Developer.TACC.cloud

Developer documentation for Agave, Abaco, and other TACC APIs

Job Lifecycle Management

Agave handles all of the end-to-end details involved with managing a job lifecycle for you. This can seem like black magic at times, so here we detail the overall lifecycle process every job goes through.

  1. Job request is made, validated, and saved.
  2. Job is queued up for execution. Job stays in a pending state until there are resources to run the job. This means that the target execution system is online, the storage system with the app assets is online, and neither the user nor the system are over quota. a) Resource do not become available with 7 days, the job is killed. b) Resources are available, the job moves on.
  3. When resources are available to run the job on the execution system, a work directory is created on the execution system. The job work directory is created based on the following logic:
if (executionSystem.scratchDir exists) 
then
    $jobDir = executionSystem.scratchDir
else if (executionSystem.workDir exists)
then
    $jobDir = system.workDir  
else 
    $jobDir = system.storage.homeDir
endif

$jobDir = $jobDir + "/" + job.owner + "/job-" + job.uuid
  1. The job inputs are staged to the job work directory, job status is updated to "INPUTS_STAGING" a) All inputs succeed and the job is updated to "STAGED" b) One or more inputs fail to transfer. Job status is set back to "PENDING" and staging will be attempted up to 2 more times. c. User does not have permission to access one or more inputs. The job is set to "FAILED" and exists.
  2. The job again waits until the resources are available to run the job. Usually this is immediately after the inputs finish staging. a) Resource do not become available with 7 days, the job is killed. b) Resources are available, the job moves on.
  3. The app deploymentPath is copied from the app.deploymentSystem to a temp dir on the API server. The jobs API then processes the app.deploymentDir + "/" + app.templatePath file to create the .ipcexe file. The process goes as follows:
    1. Script headers are written. This includes scheduler directives if a batch system, shbang if a forked app.
    2. Additional executionSystem[job.batchQueue].customDirectives are written
    3. "RUNNING" callback written
    4. Module commands are written
    5. executionSystem.environment is written
    6. wrapper script is filtered
      1. blacklisted commands are removed
      2. app parameter template variables are resolved against job parameter values.
      3. app input template variables are resolved against job input values
      4. blacklisted commands are removed again
    7. "CLEANING_UP" callback written
    8. All template macros are resolved.
    9. job.name.slugify + ".ipcexe" file written to temp directory
  4. App assets with wrapper template are copied to remote job work directory.
  5. Directory listing of job work directory is written to a .agave.archive manifest file in the remote job work directory.
  6. Command line is generated to invoke the *.ipcexe file by the appropriate method for the execution system.
  7. Command line is run on the remote system. a. The command succeeds and the scheduler/process/job id is captured and stored with the job record. b. The command fails, return the job to "STAGED" status and try up to 2 more times.
  8. Job is updated to "QUEUED"
  9. Job waits for a "RUNNING" callback and adds a background process to monitor the job in case the callback never comes.
  10. Callback checks the job status according the the following schedule:
* every 30 seconds for the first 5 minutes
* every minute for the next 30 minutes
* every 5 minutes for the next hour
* every 15 minutes for the next 12 hours
* every 30 minutes for the next 24 hours
* every hour for the next 14 days 
  1. Job either calls back with a "CLEANING_UP" status update or the monitoring process discovers the job no longer exists on the remote system.

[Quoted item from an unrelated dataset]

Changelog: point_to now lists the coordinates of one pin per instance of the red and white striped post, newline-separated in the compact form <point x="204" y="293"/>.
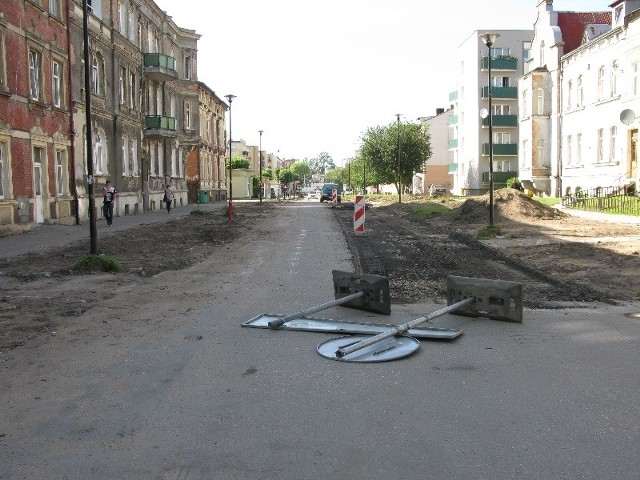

  2. If job.archive is true, send job to archiving queue to stage outputs to job.archiveSystem
    1. Resource do not become available with 7 days, the job is killed.
    2. Resources are available, the job moves on.
      1. Read the .agave.archive manifest file from the job work directory
      2. Begin a breadth first directory traversal of the job work directory
      3. If a file/folder is not in the .agave.archive manifest, copy it to the job.archivePath on the job.archiveSystem
      4. Delete the job work directory
  3. Update job status to "FINISHED"